Uyuyan devin uyanması muhteşem olmuştu. Gecenin sonunda aileleriyle birlikte grup üyelerinin coşkusu görülmeye değerdi doğrusu.
Kanatları kırıktı, 20 yıldan fazla sahneye çıkmamışlardı ama şarkıları zamana hiç yenilmemişti, milli marş gibi nesilden nesile taşınmıştı.

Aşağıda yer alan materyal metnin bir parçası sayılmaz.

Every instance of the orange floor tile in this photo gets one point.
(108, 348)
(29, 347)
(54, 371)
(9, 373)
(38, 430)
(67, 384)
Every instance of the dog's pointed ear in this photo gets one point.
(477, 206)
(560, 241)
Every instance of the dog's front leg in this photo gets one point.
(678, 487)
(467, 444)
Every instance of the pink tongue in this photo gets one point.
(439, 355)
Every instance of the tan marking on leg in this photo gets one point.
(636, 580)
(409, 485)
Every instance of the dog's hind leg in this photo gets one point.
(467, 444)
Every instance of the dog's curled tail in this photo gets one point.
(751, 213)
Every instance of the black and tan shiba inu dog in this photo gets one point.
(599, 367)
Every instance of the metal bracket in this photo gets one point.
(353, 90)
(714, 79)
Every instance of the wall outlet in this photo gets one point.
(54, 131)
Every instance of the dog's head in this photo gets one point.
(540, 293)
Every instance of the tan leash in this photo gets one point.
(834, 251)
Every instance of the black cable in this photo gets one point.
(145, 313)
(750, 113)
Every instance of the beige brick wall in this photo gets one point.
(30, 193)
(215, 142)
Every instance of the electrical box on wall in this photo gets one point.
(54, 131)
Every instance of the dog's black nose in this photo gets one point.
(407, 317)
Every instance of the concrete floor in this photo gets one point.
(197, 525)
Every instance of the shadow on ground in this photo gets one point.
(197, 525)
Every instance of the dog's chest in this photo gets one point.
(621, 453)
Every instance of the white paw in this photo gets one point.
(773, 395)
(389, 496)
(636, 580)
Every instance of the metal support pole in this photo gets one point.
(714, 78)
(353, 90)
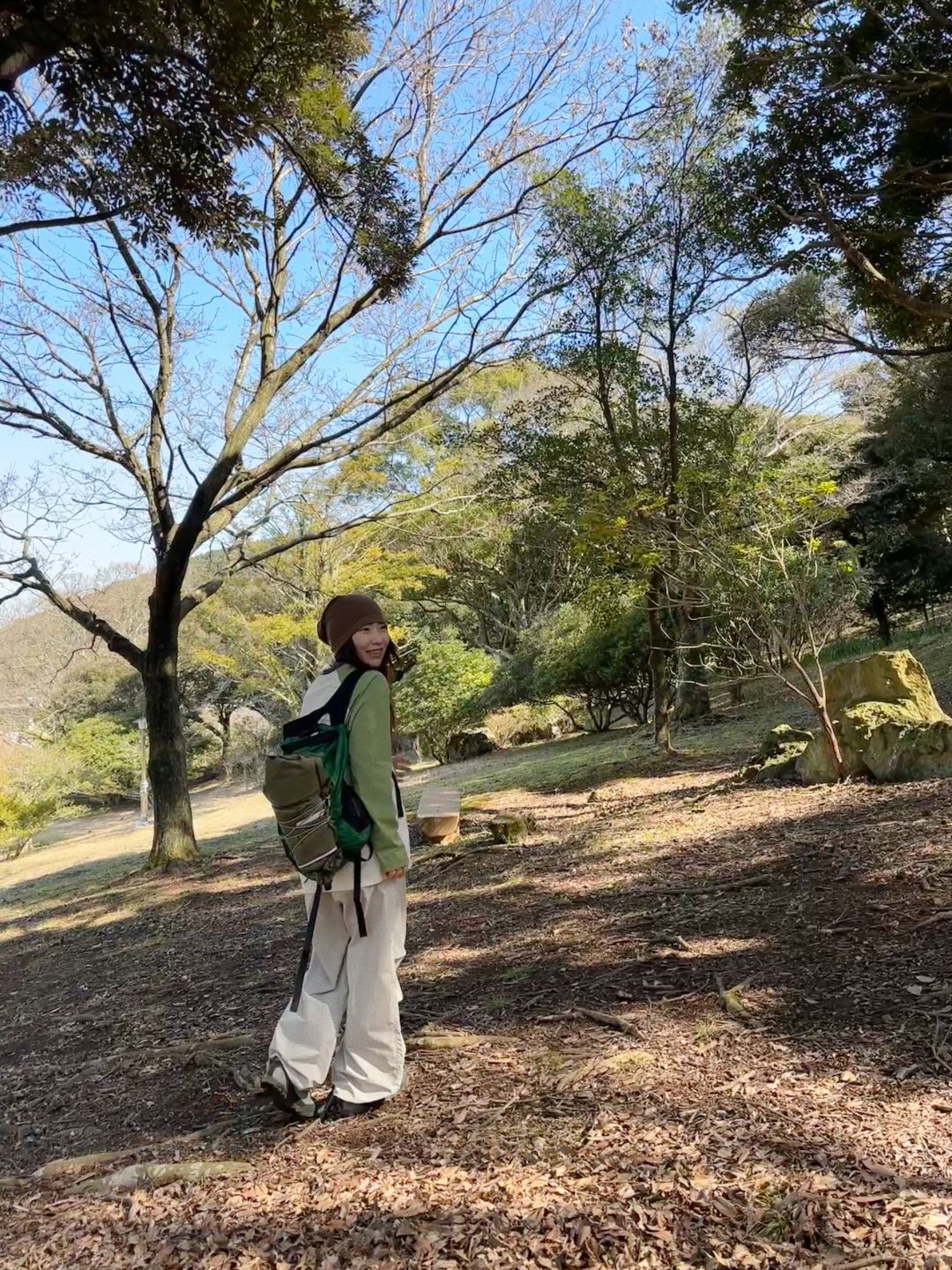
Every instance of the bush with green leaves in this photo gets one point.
(36, 785)
(22, 816)
(599, 658)
(106, 755)
(441, 693)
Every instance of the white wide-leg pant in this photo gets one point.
(351, 981)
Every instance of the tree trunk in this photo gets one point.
(831, 738)
(660, 646)
(877, 608)
(692, 698)
(173, 836)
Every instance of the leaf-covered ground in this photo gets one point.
(779, 961)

Ve arkası geldi… Özel geceler, konserler devam etti; daha da önemlisi genç müzisyenlerin de katılımıyla yeni CD piyasaya çıktı. SILA 4 uluslararası Mağusa Festivali’ne konuk oldu…
SILA 4’ün yeni CD’si yok sattı, yılların efsanesi 2000’lerde geri döndü.
Ta ki Aydın Kalfaoğlu’nun sağlık sorunlarına, kanser illetinin kapısına dayanmasına kadar…
Çocukluk/gençlik yıllarımızda spor arabaları, ellerinde gitarlar hipi tipleriyle rüyalarımızı süslediler… “Köprü”, “garanfil”, “gelmedin”, “ayrılık” ve daha niceleriyle hep ruhumuzu beslediler… Çocukluğumuzun ve çocuklarımızın sesi, nefesi, değeri oldular…
Şimdi bir kanadı daha kırıldı SILA 4’ün ve şarkılar bir kez daha öksüz kaldı…
Güle güle Aydın Kalfaoğlu… Rahat uyu… Şarkılar seni hep anımsatacak…
(Gazete360/Mart 2015)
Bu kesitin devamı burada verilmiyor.